Ebû Hüreyre’den rivayet edildiğine göre Hz. Peygamber (s) şöyle buyurdu:

“Kadın dört sebepten biri için alınır: Malı, soyu, güzelliği ve dindarlığı. Sen (diğerlerini geç), dindar olanı seç. (Aksi halde) sıkıntıya düşersin.”
(Buhârî, Nikâh 15, Müslim, Radâ 53)

Evlilik, Allah Teâla’nın insanın doğasına yerleştirdiği, insan neslinin devamını sağlayan ve aynı zamanda bireysel ve toplumsal mutluluğun en temel vesilelerinden biri olan fıtrî bir kurumdur.
Kur’ân-ı Kerim, evliliğe; üzerinde iyiden iyiye tefekkür edilip hikmetleri en güzel ve doğru şekilde anlaşılması gereken “Allah’ın âyetlerinden biri” olarak dikkat çeker:

“İçinizden, kendileriyle sekînete/huzura kavuşacağınız eşler yaratıp; aranızda muhabbet ve rahmet var etmesi, O’nun âyet/belgelerindendir. Bunda, düşünen millet için dersler vardır.” (Rûm 30/21)
Âyet-i kerime, kadim bir fıtrî uygulama olan evliliğin doğası üzerinde tefekküre davet ederken, hadis-i şerif de, tarihin her döneminde ve bütün toplumlarda, evlenecek kimselerin eş seçiminde yaygın olarak eğilim gösterdikleri ölçülere dikkat çekmektedir. Evet, evlenmeye aday olanların tarih boyunca ölçüleri hep aynı olmuştur: Güzellik, soy-sop, mal ve dindarlık…
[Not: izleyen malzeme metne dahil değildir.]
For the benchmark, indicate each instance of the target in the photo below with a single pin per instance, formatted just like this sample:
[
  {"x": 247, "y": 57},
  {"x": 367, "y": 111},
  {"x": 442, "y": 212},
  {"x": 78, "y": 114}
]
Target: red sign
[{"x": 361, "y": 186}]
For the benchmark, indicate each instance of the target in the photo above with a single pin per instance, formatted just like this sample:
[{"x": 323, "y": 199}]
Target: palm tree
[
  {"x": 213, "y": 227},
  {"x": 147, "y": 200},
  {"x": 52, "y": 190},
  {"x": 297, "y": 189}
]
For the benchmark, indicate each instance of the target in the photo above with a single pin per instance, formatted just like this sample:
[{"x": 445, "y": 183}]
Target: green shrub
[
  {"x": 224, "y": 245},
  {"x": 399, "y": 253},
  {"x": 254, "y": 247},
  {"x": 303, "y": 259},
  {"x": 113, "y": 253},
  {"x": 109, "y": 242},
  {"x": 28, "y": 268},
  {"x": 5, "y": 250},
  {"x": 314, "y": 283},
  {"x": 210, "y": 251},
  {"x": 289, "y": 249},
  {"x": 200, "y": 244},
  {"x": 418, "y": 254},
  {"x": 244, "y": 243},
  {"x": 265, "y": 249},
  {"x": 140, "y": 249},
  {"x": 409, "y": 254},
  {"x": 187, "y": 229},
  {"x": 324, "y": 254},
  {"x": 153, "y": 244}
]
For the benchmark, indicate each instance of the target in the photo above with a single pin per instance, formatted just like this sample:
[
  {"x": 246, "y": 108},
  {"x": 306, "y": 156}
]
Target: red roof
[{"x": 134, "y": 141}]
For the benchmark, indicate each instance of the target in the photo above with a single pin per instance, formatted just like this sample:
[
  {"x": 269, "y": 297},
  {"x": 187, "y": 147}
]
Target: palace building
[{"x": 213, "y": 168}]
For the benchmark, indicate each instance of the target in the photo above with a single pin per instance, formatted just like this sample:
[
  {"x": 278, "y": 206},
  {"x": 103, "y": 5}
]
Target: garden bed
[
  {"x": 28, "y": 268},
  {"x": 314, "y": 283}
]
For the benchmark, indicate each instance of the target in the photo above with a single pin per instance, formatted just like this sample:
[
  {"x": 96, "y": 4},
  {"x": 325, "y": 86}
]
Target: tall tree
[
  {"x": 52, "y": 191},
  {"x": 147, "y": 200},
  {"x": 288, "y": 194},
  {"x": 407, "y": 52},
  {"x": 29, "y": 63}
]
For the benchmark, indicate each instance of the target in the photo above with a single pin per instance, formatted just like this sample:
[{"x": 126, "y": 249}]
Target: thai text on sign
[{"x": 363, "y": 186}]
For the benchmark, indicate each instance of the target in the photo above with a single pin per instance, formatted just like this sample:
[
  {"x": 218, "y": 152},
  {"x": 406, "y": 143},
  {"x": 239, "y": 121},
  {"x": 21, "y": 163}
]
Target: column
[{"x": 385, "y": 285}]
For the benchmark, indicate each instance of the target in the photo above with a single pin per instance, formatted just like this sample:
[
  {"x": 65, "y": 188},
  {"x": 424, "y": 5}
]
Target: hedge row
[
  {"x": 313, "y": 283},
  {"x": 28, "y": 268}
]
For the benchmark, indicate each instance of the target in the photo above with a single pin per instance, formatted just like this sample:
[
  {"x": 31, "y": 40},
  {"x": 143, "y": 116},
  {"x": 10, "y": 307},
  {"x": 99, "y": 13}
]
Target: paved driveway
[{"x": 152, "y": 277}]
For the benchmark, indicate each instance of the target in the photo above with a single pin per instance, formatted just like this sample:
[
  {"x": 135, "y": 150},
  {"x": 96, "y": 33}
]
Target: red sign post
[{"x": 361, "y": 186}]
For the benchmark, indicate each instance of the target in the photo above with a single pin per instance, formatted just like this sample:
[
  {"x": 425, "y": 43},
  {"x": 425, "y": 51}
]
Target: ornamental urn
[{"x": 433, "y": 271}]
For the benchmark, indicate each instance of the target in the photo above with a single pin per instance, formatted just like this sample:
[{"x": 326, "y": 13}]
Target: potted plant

Önce vakıayı böyle ortaya koyan Peygamberimiz (s), mümin adaylara, “Sen dindar olanını seç!” tavsiyesinde bulunmaktadır.

İnsanın bir hayat boyu beraber olacağı eşini seçmesi, elbette son dece önemli ve hayati bir iştir. Kişinin bir ömür boyu mutlu ya da mutsuz olmasını beraberinde getirecek olan böylesine belirleyici bir seçim, basit ve geçici duygulara mahkûm edilecek sıradan bir mesele değildir.
Sadece dünya değil, âhiret mutluluğunu da doğrudan etkileyen eş seçiminde diğer sosyolojik gerçekleri tespitle yetinen Peygamberimiz (s) “dindarlık” ölçüsünün diğerlerine tercih edilmesini tavsiye ederek, bunun hikmetlerini düşünüp anlamayı da kendilerine bırakmaktadır.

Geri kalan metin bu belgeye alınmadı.